11.10.16
Integration alone ‘will not solve challenges of social care’
The social care system will need more funding as well as integrated care to be sustainable, sector leaders have told MPs.
In an appearance before the Communities and Local Government Committee, Ray James, immediate past president of the Association of Directors of Adult Social Services (ADASS), said: “I don’t think there is evidence anywhere in the world that integration alone will solve the scale of the challenges we face in adult and social care. It has to be both – adequate resources and integration.
“I don’t think you can get away from the fact that this system is not sustainable with the current assumptions about GDP and levels of funding when you look at demand going forward.”
A recent report from the King’s Fund and the Nuffield Trust said that the care system is “failing” because of its increasingly unsustainable finances.
Sarah Pickup, deputy chief executive of the LGA, said that social care funding would stay at the same amount from 2009-2010 to 2019-20, meaning it was facing “10 years of flat cash for social care in the face of demographic pressures, inflation, deprivation of liberty safeguards, the social care act and all the other pressures and expectations that have come our way”.
She pointed out that existing measures the government has promised for raising social care funding will not be enough to address the shortfall.
Pickup added that the LGA had calculated that even if every council brings in the new social care precept in full, new pressures on the social care sector would still cost £1.3bn more than the precept would provide.
“We see a gap even if everybody did what was necessary in full,” she said, “and that forward gap is only the forward gap, it doesn’t fund the existing pressures in the system.”
Pickup also said that while the Better Care Fund had allowed some local health economies to “think differently”, it was hard to do in areas where the council and the CCG were very financially challenged.
“It’s not sufficient on its own,” she said. “It’s a very small settlement to spend.

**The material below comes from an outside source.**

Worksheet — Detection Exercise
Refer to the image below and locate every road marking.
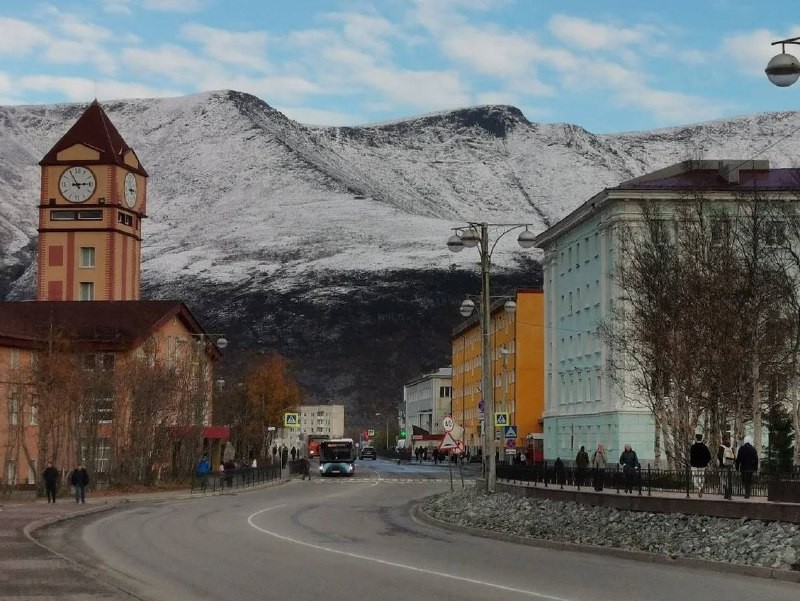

Integration has got to go way beyond the Better Care Fund, we’ve got to think about community infrastructure, and about primary care being sufficient to prevent those numbers rising in the future.
James said that the Better Care Fund wasn’t new funding, but was “existing money within the system that we were being rightly challenged to think about how we might use to best effect”.
The Department of Health has ignored councils’ pleas to bring forward the Better Care Fund, with just £138m being delivered in 2016-17 despite councils saying they need £700m.
A recent Public Administration and Constitutional Affairs Committee report also warned that the fund will only be delivered via the New Homes Bonus, which it called “an extraordinary way to deliver essential public services”.
Pickup said that properly planned devolution might deliver the necessary funding for social care, including “empowering” health services to make decisions without “override”.
Regarding the devolution of business rates to councils, she said: “If we get the distribution method right, we may have a sustainable solution. If every penny of the resource is spent taking on new responsibilities, we will need central government funding.”